BSG, Beschluss vom 13.10.2020 - Aktenzeichen B 1 KR 41/20 B

DRsp Nr. 2020/17414

Erstattung von Fahrtkosten zu einer ambulanten Behandlung Verfahrensrüge im Nichtzulassungsbeschwerdeverfahren

Tenor

Die Beschwerde der Klägerin gegen die Nichtzulassung der Revision im Beschluss des Landessozialgerichts Niedersachsen-Bremen vom 30. April 2020 wird als unzulässig verworfen.

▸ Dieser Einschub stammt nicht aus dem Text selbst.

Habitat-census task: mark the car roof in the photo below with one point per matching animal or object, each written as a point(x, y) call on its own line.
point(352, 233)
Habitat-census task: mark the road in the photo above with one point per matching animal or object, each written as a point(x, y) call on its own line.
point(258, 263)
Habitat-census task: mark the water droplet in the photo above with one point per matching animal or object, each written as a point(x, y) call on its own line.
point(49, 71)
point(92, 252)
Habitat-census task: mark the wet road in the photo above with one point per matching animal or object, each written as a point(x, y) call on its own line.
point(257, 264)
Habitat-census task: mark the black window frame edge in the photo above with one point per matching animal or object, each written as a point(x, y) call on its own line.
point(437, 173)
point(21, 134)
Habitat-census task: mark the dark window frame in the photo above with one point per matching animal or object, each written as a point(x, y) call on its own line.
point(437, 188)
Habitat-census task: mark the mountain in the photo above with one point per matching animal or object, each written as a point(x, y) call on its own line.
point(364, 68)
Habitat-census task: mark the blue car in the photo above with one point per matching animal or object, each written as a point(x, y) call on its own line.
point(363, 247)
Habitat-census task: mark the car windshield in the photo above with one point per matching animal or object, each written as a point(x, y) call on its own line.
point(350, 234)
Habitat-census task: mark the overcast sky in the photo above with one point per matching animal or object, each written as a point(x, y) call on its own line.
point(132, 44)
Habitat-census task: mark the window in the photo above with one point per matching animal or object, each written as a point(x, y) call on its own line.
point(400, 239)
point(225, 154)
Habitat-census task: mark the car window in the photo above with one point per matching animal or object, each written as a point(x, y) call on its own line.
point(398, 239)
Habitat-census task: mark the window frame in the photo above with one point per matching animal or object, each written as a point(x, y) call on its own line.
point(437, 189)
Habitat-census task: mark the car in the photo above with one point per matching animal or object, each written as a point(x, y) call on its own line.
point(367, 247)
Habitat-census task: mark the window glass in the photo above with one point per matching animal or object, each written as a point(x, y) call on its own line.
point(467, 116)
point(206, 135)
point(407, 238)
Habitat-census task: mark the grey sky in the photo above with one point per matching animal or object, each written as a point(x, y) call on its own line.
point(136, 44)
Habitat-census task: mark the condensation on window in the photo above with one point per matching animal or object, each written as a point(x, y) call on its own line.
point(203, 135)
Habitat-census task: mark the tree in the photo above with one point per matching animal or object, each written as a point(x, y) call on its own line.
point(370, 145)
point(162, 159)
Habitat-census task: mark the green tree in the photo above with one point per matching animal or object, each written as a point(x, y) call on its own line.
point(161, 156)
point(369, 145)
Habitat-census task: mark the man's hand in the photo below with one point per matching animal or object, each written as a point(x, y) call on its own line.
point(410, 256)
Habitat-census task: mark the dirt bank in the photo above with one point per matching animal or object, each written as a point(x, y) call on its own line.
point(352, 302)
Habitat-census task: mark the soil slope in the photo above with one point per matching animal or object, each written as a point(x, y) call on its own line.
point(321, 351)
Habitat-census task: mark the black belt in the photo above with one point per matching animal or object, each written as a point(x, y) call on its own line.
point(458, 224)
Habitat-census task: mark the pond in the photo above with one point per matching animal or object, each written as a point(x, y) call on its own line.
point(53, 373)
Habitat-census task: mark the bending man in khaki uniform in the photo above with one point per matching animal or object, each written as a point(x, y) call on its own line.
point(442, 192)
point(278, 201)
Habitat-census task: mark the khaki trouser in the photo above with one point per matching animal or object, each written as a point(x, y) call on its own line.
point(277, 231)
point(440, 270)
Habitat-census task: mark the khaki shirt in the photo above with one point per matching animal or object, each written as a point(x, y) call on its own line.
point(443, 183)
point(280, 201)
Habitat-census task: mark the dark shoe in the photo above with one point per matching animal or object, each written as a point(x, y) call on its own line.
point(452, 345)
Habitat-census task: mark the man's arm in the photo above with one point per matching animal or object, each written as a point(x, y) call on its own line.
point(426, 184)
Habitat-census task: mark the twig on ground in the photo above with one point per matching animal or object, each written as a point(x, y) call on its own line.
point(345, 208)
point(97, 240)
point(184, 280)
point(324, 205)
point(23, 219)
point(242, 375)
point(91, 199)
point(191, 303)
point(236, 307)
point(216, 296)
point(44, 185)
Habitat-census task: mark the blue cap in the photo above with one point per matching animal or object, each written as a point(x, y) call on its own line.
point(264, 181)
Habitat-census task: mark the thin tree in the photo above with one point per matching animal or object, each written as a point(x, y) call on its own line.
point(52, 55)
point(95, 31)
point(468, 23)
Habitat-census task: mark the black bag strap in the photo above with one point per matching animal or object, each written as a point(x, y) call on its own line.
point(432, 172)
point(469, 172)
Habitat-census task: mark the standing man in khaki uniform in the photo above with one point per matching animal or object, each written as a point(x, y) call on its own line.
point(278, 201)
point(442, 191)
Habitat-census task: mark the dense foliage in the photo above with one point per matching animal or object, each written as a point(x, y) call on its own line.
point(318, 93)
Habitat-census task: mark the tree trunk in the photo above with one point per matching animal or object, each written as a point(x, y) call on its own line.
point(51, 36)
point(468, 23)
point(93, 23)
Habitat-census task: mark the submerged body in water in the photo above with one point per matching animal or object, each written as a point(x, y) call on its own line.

Kosten des Beschwerdeverfahrens sind nicht zu erstatten.

Normenkette:

SGG § 160 Abs. 2 Nr. 3 ;

Gründe

I

Die Beteiligten streiten über die Erstattung von Fahrtkosten zur ambulanten Behandlung.

Die 1951 geborene Klägerin ist bei der Beklagten krankenversichert. Sie leidet seit 2007 an einem Blepharospasmus in Form einer Lidapraxie (unwillkürlicher, sich wiederholender erhöhter Lidschluss mit Lidkrämpfen) an beiden Augen und nimmt dafür Behandlungen im Universitätsklinikum G in Anspruch (etwa alle zwei Monate Botoxsprechstunde). Ihre Anträge auf Übernahme bzw Erstattung von Fahrtkosten zu diesen Behandlungen lehnte die Beklagte ab. Die dagegen gerichteten Klagen sind in beiden Vorinstanzen ohne Erfolg geblieben ( SG -Urteil vom 27.5.2019; LSG-Beschluss vom 30.4.2020). Das LSG hat zur Begründung seiner Entscheidung ausgeführt, die Klägerin könne Fahrtkosten nicht beanspruchen, weil die Voraussetzungen des § 60 Abs 1 Satz 3 SGB V iVm den Vorschriften der Richtlinie über die Verordnung von Krankenfahrten, Krankentransportleistungen und Rettungsfahrten nach § 92 Abs 1 Satz 2 Nr 12 SGB V (Krankentransport-Richtlinie, KT-RL) nicht vorlägen. Es seien weder ein besonderer Ausnahmefall nach § 8 Abs 2 KT-RL gegeben noch die durch die Vorschrift geforderte Behandlungsfrequenz. Auch die Voraussetzungen des § 8 Abs 3 KT-RL seien nicht erfüllt. Eine praktische Blindheit bzw erhebliche Einschränkung der Sehmöglichkeit bestehe ausweislich der Bescheinigung des behandelnden Arztes nur bei Nichtbehandlung. Dieser fiktive Erkrankungsverlauf sei nicht maßgeblich für die Frage erheblich eingeschränkter Mobilität.

Mit ihrer Beschwerde wendet sich die Klägerin gegen die Nichtzulassung der Revision im LSG-Beschluss.

II

Die Beschwerde ist unzulässig und daher gemäß § 160a Abs 4 Satz 1 Halbsatz 2 SGG iVm § 169 Satz 3 SGG zu verwerfen. In der Begründung des Rechtsmittels sind die geltend gemachten Zulassungsgründe der grundsätzlichen Bedeutung 160 Abs 2 Nr 1 SGG ) und des Verfahrensmangels 160 Abs 2 Nr 3 SGG ) entgegen § 160a Abs 2 Satz 3 SGG nicht hinreichend dargelegt oder bezeichnet.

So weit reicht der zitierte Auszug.